Let $F$ be an algebraically closed field, and let $R$ be a finite dimensional $F$-algebra. Let $\operatorname{Mod}(R,F^n)$ denote the set of all $R$-module structures on $F^n$. Then $\operatorname{Mod}(R,F^n)$ has the structure of a scheme over $F$. Furthermore, the algebraic group $G = GL(F^n)$ acts on $\operatorname{Mod}(R,F^n)$, essentially by conjugation.

Let $M$ be a fixed $R$-module structure on $F^n$. The orbit $G.M$ is locally closed in $\operatorname{Mod}(R,F^n)$, and it is given its reduced scheme structure. Then the natural map $f\colon G \to G.M$, given by multiplication by $M$, is faithfully flat. Gabriel claims that $f$ is smooth. The way he draws this conclusion is by saying that the stabilizer of $M$ is $\operatorname{Aut}_R(M)$, which is an open subset of $\operatorname{Hom}_R(M,M)$, so it is smooth. My question has to do with understanding this.

I am assuming that the stabilizer $\operatorname{Stab}(M)$ is the fibre of $f$ over $M$, which has a natural scheme structure. Since $F$ is algebraically closed, and everything is finite type over $F$, to prove that $f$ is smooth, it suffices to show that this fibre is smooth over $F$. Note that this approach means that I have to take the natural scheme structure on the fibre.

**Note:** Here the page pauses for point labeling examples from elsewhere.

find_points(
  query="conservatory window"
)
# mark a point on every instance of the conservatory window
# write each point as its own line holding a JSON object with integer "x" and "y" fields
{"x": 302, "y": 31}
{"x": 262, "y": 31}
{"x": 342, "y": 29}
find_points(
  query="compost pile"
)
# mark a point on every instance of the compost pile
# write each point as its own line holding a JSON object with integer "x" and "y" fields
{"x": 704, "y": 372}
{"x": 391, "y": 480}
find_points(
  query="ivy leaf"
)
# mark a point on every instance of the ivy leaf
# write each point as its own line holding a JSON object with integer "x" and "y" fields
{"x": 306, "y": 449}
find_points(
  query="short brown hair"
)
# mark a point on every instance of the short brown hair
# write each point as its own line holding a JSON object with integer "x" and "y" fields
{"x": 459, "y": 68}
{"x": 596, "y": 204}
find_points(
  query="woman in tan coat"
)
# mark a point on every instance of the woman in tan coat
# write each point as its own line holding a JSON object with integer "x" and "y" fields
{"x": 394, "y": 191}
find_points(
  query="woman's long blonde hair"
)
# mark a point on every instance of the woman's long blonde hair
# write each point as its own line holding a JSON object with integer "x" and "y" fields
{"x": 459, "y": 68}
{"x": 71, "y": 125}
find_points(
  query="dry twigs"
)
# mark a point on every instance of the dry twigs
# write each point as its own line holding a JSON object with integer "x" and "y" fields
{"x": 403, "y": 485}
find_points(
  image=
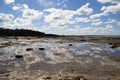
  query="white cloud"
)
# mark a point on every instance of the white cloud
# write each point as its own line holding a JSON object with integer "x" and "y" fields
{"x": 6, "y": 18}
{"x": 84, "y": 9}
{"x": 97, "y": 23}
{"x": 25, "y": 21}
{"x": 82, "y": 19}
{"x": 113, "y": 21}
{"x": 27, "y": 12}
{"x": 109, "y": 1}
{"x": 46, "y": 3}
{"x": 9, "y": 1}
{"x": 112, "y": 8}
{"x": 97, "y": 16}
{"x": 60, "y": 17}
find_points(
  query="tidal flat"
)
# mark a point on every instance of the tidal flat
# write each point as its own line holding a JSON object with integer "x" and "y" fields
{"x": 60, "y": 58}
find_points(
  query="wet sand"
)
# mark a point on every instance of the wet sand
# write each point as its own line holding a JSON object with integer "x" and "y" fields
{"x": 61, "y": 58}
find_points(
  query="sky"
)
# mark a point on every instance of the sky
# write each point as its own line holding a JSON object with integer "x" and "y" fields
{"x": 63, "y": 17}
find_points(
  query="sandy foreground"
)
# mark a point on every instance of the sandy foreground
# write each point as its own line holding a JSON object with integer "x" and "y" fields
{"x": 61, "y": 58}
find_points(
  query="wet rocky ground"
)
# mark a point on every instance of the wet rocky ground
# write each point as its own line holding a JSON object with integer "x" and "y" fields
{"x": 61, "y": 58}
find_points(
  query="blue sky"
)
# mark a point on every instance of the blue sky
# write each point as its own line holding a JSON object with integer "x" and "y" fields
{"x": 64, "y": 17}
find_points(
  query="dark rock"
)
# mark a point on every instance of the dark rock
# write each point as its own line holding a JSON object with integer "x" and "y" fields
{"x": 18, "y": 56}
{"x": 79, "y": 78}
{"x": 114, "y": 46}
{"x": 70, "y": 44}
{"x": 29, "y": 49}
{"x": 41, "y": 48}
{"x": 48, "y": 77}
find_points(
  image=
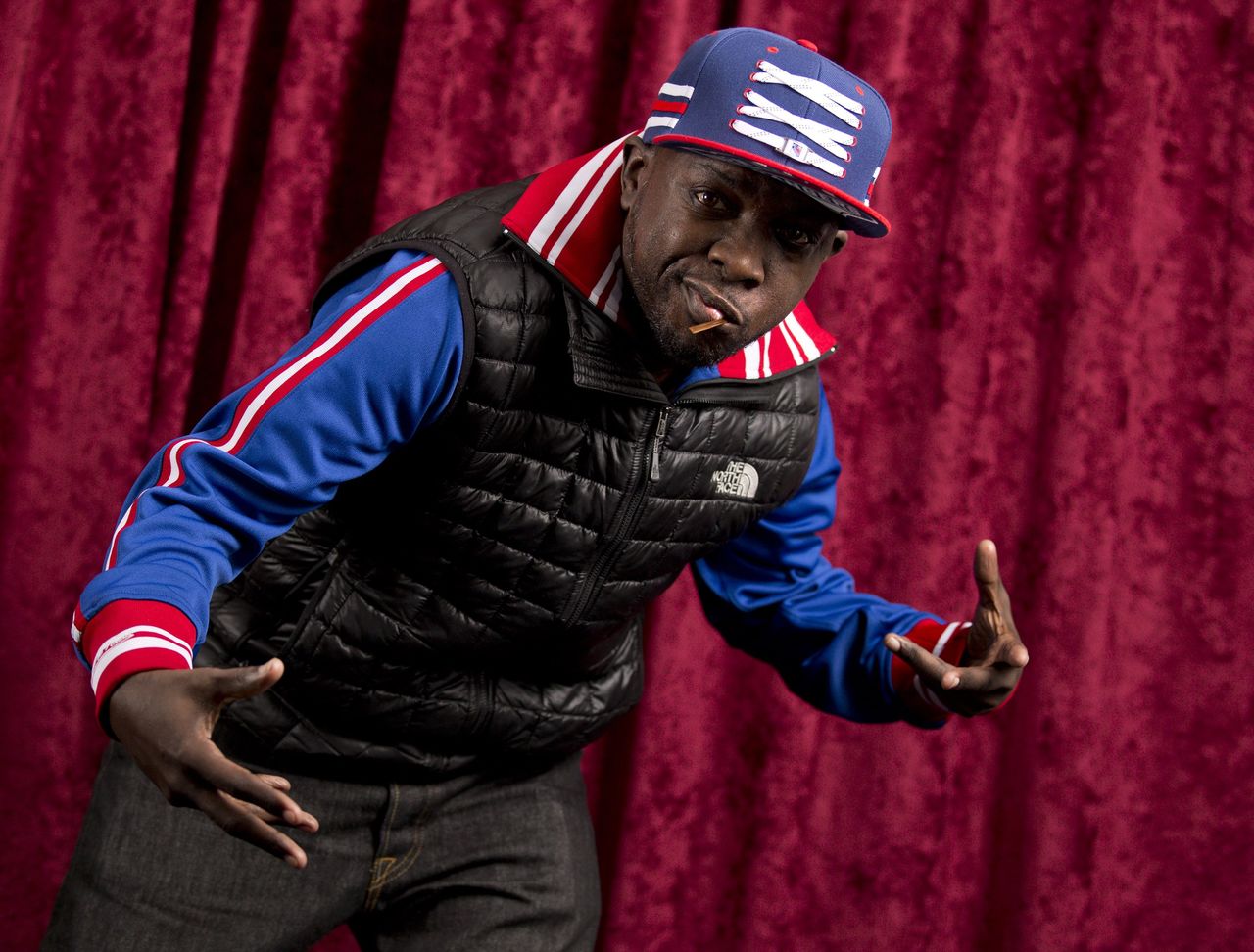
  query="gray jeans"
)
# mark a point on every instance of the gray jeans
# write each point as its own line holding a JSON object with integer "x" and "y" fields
{"x": 464, "y": 863}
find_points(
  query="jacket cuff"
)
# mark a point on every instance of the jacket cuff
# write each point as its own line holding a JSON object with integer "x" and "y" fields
{"x": 129, "y": 636}
{"x": 947, "y": 642}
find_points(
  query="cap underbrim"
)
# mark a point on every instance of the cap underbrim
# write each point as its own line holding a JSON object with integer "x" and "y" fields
{"x": 859, "y": 218}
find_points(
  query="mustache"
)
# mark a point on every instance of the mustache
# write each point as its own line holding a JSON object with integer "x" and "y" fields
{"x": 712, "y": 299}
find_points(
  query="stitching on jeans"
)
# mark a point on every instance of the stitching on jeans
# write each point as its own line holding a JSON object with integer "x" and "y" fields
{"x": 411, "y": 856}
{"x": 385, "y": 870}
{"x": 383, "y": 863}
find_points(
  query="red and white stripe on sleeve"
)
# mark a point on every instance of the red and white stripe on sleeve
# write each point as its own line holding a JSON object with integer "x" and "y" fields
{"x": 947, "y": 642}
{"x": 126, "y": 636}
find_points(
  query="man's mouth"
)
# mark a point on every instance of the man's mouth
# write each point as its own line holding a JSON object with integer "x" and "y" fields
{"x": 705, "y": 305}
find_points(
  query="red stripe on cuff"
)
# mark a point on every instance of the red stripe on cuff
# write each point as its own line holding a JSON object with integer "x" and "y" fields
{"x": 132, "y": 662}
{"x": 125, "y": 613}
{"x": 926, "y": 635}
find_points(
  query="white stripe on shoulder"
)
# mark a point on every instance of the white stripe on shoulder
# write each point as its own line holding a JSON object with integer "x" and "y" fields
{"x": 568, "y": 196}
{"x": 331, "y": 343}
{"x": 594, "y": 195}
{"x": 752, "y": 360}
{"x": 802, "y": 338}
{"x": 797, "y": 360}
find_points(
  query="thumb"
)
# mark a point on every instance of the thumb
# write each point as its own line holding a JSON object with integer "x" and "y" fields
{"x": 989, "y": 577}
{"x": 240, "y": 683}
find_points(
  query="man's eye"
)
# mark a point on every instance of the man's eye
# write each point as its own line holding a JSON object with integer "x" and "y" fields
{"x": 796, "y": 237}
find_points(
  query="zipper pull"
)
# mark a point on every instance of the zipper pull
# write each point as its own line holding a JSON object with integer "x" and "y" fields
{"x": 658, "y": 437}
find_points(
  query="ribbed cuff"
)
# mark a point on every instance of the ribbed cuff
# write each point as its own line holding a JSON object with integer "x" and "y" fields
{"x": 947, "y": 642}
{"x": 128, "y": 636}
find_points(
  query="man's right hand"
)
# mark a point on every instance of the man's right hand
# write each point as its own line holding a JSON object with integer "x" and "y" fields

The closed points of this fibre are definitely equivalent to the set of closed points of $\operatorname{Aut}_R(M)$. So, my questions are:

Why are $\operatorname{Stab}(M)$ and $\operatorname{Aut}_R(M)$ isomorphic as schemes?, and why is $\operatorname{Aut}_R(M)$ smooth over $F$? Any help would be appreciated.